Charna Albert
June 2023—For Lyme disease testing, immunoblots became optional in 2019 when the FDA cleared enzyme immunoassays for use as part of a modified two-tiered testing algorithm. “It was a historic event in the world of Lyme diagnostics,” says Elitza Theel, PhD, D(ABMM), director of the infectious diseases serology laboratory and co-director of the vector-borne pathogens service line at Mayo Clinic.
But the standard two-tiered testing algorithm with its immunoblots hangs on.
Dr. Theel, a member of the CAP Microbiology Committee, which monitors, through the CAP Tick-Transmitted Diseases Survey, how many labs have made the switch to the modified algorithm since the FDA’s approval of multiple ELISAs for use in confirmatory testing, says the number is smaller than expected.
“I suspect it has to do with a number of things: the SARS-CoV-2 pandemic and then mpox, and all the challenges we are experiencing with a limited workforce. In microbiology, like other areas, we continue to experience a shortage of technologists. So you prioritize things that have to get done with the resources you have, and I’m assuming that transitioning to the modified Lyme algorithm is not a priority with everything else going on.”

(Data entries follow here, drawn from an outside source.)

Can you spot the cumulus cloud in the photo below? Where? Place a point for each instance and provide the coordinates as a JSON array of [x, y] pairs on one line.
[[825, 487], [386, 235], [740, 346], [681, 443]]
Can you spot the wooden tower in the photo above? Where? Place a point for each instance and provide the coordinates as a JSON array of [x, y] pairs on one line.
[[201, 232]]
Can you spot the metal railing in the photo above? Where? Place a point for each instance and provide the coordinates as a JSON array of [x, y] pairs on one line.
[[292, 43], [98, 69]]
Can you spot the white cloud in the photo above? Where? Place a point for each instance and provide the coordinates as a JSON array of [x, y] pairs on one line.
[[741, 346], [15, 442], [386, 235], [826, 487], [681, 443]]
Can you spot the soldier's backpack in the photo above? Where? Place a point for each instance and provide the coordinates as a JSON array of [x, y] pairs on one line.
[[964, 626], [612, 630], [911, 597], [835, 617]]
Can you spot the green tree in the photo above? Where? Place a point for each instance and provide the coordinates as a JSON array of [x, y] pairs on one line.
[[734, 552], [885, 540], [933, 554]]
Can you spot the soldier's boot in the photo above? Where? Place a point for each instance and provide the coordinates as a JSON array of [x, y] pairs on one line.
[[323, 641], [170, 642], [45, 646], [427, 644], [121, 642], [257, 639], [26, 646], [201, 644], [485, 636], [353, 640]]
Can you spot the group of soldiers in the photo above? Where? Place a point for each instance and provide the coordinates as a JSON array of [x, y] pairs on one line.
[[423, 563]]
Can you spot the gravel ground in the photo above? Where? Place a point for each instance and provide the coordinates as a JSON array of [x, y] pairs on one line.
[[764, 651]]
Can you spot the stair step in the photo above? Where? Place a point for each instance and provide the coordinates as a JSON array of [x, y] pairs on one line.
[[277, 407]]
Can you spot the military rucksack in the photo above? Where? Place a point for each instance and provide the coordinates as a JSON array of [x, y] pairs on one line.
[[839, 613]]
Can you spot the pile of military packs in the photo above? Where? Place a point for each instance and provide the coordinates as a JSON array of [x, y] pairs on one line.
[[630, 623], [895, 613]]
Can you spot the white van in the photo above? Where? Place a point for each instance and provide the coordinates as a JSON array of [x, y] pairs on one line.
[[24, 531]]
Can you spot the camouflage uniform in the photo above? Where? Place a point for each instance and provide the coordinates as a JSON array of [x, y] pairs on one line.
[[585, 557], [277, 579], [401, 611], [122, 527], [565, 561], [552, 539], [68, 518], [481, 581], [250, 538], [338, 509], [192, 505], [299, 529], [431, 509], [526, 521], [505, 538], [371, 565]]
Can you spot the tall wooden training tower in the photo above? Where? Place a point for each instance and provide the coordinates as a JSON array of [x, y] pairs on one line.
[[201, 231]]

“So there have been constant pressures and stressors on laboratories over the past few years,” she continues. “And many laboratories rely on reference labs to do their immunoblots rather than run them themselves, and the reference labs continue to offer Lyme blot testing, so if it’s not broken, why fix it?”
A limited understanding of the modified algorithm’s advantages may play a part too.
But immunoblots are immunoblots. Nobody really wants to do them, she says. “They’re clunky.” Although most labs have transitioned to using automated processors to perform blot testing, “those instruments are typically dedicated to just Lyme blots; they take up precious space and require maintenance,” Dr. Theel says. “And even though we now have optical densitometry readers to help us interpret blot results, some can still be difficult to finalize, despite those readers. So they’re still challenging.”
Under the standard two-tiered testing algorithm, a reactive sensitive enzyme immunoassay is confirmed by supplemental immunoblot testing for IgM and IgG antibodies to Borrelia burgdorferi.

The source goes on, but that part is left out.